To our knowledge, late metastasis from colon cancer presenting as an orbital tumor has not been reported to date. In the present patient, orbital, breast, lung, liver, and spinal tumors were simultaneously found, 10 years after the diagnosis of colon cancer. The colon cancer had been well-controlled, without recurrence or increased serum CEA levels, for a long period. In addition, at presentation, the serum CEA level was considerably elevated, which was not seen previously. Furthermore, FDG-PET/CT showed multiple accumulations located near the tumors. The accumulations were least present in the lung, in addition to being absent around the previously resected right colon. Therefore, we initially assumed that not only the orbital tumor, but also other tumors in the spine, liver, and lung might be metastases from the de novo breast cancer. However, the histological appearance of the orbital tumor was highly suggestive of colon cancer. Given that the present orbital tumor involved the extraconal aspect of the orbit, the lateral orbital wall sustaining considerable destructive changes, and the adjacent subcutaneous region, the tumor was assumed to have metastasized to and grown in the diploe of the lateral wall. Although rare, bone metastasis from colon cancer has been documented in the literature [14,15].

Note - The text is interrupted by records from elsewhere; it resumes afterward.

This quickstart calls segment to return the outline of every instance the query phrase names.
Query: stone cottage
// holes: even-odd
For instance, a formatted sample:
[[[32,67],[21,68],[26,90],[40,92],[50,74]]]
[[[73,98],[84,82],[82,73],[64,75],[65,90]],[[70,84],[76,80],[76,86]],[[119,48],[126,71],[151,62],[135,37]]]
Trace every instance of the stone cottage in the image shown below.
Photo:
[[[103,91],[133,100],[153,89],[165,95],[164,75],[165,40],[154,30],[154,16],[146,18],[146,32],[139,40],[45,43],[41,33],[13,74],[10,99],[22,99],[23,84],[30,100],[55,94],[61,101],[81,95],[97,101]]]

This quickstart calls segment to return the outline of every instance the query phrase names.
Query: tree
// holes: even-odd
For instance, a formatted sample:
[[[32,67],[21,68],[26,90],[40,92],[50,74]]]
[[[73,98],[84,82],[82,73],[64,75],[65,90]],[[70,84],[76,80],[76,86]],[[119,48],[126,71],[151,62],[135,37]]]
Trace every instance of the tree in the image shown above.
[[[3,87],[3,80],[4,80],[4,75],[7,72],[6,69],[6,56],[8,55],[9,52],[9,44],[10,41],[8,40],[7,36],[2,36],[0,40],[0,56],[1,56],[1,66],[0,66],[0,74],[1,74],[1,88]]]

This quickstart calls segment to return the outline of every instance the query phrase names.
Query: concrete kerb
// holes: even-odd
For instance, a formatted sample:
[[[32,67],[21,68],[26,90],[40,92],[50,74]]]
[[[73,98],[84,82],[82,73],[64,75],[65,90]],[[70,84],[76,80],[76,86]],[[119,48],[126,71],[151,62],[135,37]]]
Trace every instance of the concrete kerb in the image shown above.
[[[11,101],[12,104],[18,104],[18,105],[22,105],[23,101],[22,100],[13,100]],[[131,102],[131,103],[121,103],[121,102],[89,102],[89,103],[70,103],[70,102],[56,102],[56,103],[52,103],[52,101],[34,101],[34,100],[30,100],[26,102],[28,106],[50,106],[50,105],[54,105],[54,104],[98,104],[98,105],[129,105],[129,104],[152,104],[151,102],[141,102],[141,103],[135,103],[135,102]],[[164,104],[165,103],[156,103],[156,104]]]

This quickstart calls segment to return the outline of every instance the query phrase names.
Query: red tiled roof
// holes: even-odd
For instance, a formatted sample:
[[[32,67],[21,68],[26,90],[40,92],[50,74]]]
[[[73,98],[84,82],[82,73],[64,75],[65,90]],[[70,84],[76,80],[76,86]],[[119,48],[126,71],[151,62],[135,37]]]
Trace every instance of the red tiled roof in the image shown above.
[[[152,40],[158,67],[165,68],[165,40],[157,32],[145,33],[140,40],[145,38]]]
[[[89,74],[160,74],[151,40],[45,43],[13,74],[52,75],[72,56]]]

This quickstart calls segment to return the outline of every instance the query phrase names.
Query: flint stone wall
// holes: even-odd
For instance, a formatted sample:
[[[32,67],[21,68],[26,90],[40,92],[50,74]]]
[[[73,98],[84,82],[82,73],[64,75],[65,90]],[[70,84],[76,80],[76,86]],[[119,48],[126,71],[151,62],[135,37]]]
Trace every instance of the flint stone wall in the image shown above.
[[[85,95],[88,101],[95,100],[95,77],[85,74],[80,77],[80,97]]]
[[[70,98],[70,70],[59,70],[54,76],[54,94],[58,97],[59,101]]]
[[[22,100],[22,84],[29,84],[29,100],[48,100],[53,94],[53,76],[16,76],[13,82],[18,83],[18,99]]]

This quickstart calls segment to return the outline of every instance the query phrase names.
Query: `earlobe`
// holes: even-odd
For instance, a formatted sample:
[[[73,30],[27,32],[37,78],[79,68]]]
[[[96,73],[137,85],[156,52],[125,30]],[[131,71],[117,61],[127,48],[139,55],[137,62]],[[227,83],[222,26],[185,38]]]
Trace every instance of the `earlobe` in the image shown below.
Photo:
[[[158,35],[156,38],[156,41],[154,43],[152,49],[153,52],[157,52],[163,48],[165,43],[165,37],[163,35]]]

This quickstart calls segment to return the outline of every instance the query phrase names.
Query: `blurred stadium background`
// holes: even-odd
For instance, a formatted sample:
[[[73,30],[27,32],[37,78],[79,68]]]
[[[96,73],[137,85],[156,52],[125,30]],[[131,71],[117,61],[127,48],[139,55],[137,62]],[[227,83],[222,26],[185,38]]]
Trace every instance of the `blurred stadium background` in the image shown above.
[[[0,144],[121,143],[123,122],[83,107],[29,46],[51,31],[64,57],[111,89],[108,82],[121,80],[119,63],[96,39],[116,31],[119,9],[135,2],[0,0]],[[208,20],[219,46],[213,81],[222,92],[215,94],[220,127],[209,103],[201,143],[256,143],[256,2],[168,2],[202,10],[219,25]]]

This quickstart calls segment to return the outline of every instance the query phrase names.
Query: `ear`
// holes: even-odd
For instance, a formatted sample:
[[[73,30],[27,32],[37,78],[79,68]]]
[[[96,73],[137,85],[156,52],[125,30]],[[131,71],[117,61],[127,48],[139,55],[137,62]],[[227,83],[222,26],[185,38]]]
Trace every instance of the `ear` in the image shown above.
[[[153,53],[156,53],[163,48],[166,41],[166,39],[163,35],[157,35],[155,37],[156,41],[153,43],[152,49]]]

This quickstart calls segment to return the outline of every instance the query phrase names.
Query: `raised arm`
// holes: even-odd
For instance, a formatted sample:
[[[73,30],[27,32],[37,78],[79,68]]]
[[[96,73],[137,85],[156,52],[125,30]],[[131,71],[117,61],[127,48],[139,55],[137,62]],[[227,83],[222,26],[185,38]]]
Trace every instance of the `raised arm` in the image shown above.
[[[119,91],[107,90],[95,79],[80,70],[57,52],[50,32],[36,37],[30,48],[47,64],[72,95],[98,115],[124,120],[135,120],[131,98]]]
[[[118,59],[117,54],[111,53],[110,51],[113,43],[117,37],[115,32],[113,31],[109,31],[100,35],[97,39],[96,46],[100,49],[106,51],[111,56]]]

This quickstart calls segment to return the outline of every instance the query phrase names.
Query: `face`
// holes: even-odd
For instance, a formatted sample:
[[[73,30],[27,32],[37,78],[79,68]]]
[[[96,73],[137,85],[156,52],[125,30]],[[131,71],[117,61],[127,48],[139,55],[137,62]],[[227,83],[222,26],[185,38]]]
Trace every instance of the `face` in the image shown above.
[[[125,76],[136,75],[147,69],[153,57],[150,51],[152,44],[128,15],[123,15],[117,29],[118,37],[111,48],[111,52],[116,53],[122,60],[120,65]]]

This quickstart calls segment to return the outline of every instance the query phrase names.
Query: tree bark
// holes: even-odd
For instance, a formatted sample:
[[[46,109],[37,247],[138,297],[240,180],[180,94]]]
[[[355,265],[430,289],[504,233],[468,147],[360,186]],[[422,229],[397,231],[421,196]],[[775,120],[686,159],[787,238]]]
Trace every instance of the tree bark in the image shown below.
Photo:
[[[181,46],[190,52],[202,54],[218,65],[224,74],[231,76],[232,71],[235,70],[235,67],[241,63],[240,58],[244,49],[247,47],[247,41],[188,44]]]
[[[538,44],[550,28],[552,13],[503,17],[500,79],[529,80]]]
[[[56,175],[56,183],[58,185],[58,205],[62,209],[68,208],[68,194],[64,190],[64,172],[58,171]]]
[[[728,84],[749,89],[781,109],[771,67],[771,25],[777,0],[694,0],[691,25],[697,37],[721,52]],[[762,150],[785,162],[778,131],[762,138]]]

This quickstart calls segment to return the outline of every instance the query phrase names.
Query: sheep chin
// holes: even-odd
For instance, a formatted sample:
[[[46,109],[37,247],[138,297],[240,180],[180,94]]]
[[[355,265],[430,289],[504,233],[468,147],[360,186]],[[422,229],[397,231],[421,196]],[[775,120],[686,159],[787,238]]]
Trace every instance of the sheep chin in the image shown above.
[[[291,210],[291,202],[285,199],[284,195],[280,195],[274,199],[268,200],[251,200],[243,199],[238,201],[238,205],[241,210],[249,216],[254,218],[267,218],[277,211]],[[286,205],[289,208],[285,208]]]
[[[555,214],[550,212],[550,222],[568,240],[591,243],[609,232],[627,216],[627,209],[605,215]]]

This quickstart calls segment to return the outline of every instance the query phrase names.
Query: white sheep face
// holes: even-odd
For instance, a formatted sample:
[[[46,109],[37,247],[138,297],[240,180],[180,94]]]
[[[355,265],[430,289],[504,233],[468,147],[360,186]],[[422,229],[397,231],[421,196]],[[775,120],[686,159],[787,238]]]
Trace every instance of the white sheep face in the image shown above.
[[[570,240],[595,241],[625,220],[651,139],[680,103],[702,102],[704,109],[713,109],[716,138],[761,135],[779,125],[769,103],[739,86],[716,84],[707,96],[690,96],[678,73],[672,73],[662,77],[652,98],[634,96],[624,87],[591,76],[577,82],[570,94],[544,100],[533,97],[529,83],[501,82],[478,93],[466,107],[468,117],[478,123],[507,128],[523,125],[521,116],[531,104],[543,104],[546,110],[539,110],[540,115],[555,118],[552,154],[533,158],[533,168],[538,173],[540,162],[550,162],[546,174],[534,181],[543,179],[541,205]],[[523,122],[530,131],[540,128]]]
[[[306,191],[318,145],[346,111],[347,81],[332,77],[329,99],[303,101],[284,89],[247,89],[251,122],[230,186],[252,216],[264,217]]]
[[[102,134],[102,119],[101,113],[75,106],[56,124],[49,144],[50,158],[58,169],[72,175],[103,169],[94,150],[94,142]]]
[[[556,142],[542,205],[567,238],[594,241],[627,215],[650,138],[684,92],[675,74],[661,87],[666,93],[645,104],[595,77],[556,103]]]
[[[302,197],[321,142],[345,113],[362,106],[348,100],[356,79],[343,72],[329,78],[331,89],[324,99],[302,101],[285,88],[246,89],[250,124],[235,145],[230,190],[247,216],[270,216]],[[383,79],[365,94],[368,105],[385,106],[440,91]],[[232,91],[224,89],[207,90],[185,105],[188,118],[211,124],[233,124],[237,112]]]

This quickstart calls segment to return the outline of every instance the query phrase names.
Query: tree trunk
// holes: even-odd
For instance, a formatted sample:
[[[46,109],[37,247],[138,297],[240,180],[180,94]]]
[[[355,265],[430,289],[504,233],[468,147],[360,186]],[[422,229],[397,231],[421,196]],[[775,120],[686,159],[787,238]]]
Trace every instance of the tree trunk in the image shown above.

In addition, this case highlights the importance of histological verification, if feasible, in a setting with multiple primary cancers, where radiological examinations may not or may only partly explain the complex pathology. Even in such circumstances, the lateral approach can be safely performed for both resection and histological verification of orbital tumors. Although not determined, histological diagnoses of tumors identified in the spine, liver, and lung, if available, can help understand the etiology and planning treatment strategy. Late metastasis should be considered as a differential diagnosis when patients who have undergone cancer treatment previously present with apparently de novo tumors after a long period since having been considered to be completely cured.

Conclusion

Late metastasis should be assumed as differential diagnosis that can be determined only through histological verification.

Patient consent

Patient consent has been obtained.

Footnotes

Acknowledgment: This work was not supported by any grant.

Declaration of Competing Interest: The authors have no conflicts of interest to declare regarding the materials and methods or the findings specified in this study.